Trash t ambién bloqueó una disposición que penalizaba a las personas que ofrecieran albergue o transporte a indocumentados.

Esta situación hubiera sido muy comprometedora para las familias en las que algunos miembros tienen ciudadanía estadounidense o residencia legal en este país, y otros carecen de documentos migratorios.

En su dictamen de 45 páginas, el juez expuso que las organizaciones de inmigrantes y de derechos civiles que interpusieron una demanda contra la ley el pasado 8 de junio, argumentaron que el mandato es inconstitucional.

Esa demanda expone que la legislación interfiere con el poder y la autoridad federal en cuestiones de inmigración, en contravención de la Cláusula de Supremacía de la Constitución de Estados Unidos.

La demanda fue apoyada por México, cuyo gobierno presentó ante la Corte un escrito como 'Amigo de la Corte' (Amicus Curiae), al que se sumaron los gobiernos de Argentina, Brasil, Chile, Colombia, Costa Rica, El Salvador, Guatemala, Honduras, Nicaragua y Perú.
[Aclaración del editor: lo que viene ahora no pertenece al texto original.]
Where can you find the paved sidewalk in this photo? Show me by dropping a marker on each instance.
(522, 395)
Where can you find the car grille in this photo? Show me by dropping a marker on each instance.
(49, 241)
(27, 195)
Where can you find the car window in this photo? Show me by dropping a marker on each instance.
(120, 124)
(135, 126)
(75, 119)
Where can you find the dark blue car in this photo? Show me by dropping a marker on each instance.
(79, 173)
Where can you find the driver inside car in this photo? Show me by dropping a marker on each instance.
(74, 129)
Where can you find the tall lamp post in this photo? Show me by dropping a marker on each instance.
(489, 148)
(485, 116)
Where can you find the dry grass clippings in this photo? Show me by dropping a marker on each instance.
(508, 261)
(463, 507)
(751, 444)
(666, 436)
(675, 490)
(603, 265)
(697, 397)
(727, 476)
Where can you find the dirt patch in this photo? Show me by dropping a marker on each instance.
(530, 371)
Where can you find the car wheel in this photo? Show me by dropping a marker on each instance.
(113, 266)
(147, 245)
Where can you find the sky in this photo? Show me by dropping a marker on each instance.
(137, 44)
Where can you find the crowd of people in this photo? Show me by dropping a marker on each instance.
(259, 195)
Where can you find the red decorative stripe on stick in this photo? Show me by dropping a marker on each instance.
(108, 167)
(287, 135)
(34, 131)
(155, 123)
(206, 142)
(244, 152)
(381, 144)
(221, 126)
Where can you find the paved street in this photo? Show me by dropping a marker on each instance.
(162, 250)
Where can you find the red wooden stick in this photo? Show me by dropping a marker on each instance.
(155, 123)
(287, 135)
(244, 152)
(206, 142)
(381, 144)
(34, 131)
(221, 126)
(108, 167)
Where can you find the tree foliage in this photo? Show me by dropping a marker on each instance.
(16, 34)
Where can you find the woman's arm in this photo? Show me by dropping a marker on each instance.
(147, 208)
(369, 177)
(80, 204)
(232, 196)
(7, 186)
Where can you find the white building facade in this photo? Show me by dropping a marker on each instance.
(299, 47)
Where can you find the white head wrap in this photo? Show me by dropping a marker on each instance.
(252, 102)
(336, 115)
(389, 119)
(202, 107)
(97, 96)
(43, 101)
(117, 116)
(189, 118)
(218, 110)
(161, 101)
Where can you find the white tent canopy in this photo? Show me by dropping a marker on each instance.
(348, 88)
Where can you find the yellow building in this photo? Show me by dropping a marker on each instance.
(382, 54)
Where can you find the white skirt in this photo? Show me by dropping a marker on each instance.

La HB 87 de Georgia, que entraría en vigor este 1 de julio, se convierte así en la cuarta ley antiinmigrante cuyas partes medulares son suspendidas por orden de la justicia federal, luego de la SB 1070 de Arizona, la HB 497 en Utah y la SEA 590 de Indiana.

Hasta ahora, ninguna de las legislaciones estatales aprobadas para facultar a las policías a exigir documentos migratorios a personas sospechosas de estar indocumentadas han entrado en vigor.

Pese a ello, la gobernadora republicana de Carolina del Sur, Nikki Haley, promulgó este lunes la ley SB 20, que al estilo de las que se mantienen en suspenso, exige a los policías locales revisar el estatus migratorio de cualquier persona que sea detenida.

La SB 20 esta programada para entrar en vigor el 1 de enero de 2012.

LOS PUNTOS CONTROVERTIDOS DE LA HB 87

La Ley HB 87, que debe entrar en vigor el 1 de julio en Georgia autoriza a policías de ese estado a preguntar a cualquier persona que sea detenida en la vía pública sobre su estatus migratorio.

La legislación permite a los policías exigir documentos para comprobar la ciudadanía o condición migratoria de las personas con 'causa probable', como una violación de tránsito u otra infracción que dé pie a indagar al sospechoso.

También habilita a los agentes de policía a detener a quien localicen en violación de las leyes de inmigración, y conducirlos en calidad de arrestados a las cárceles estatales o federales.

Asimismo, la propuesta prohíbe a las dependencias o empleados estatales de Georgia conceder algún servicio de beneficencia pública a los inmigrantes indocumentados, incluyendo el de ayuda en alimentos a madres solteras y lactantes.

Establece además nuevos requerimientos para la contratación de empleados, así como sanciones a quienes sean sorprendidos transportando o albergando inmigrantes indocumentados, sin importar si la persona es un hermano, un padre o un hijo.

El Centro Hispano Pew en Washington advirtió que la HB 87 podría afectar a unos 425,000 indocumentados que residen actualmente en Georgia, quienes además de trabajar en las labores agrícolas se emplean en áreas como construcción, restaurantes, entre otros.

El mes pasado, el Buró Agrícola de Georgia, principal asociación de agricultores de esa entidad, reportó indicios de un éxodo de trabajadores en la zona agrícola del sureste del estado, por el temor que ha provocado la ley de HB 87 promulgada hace unas semanas.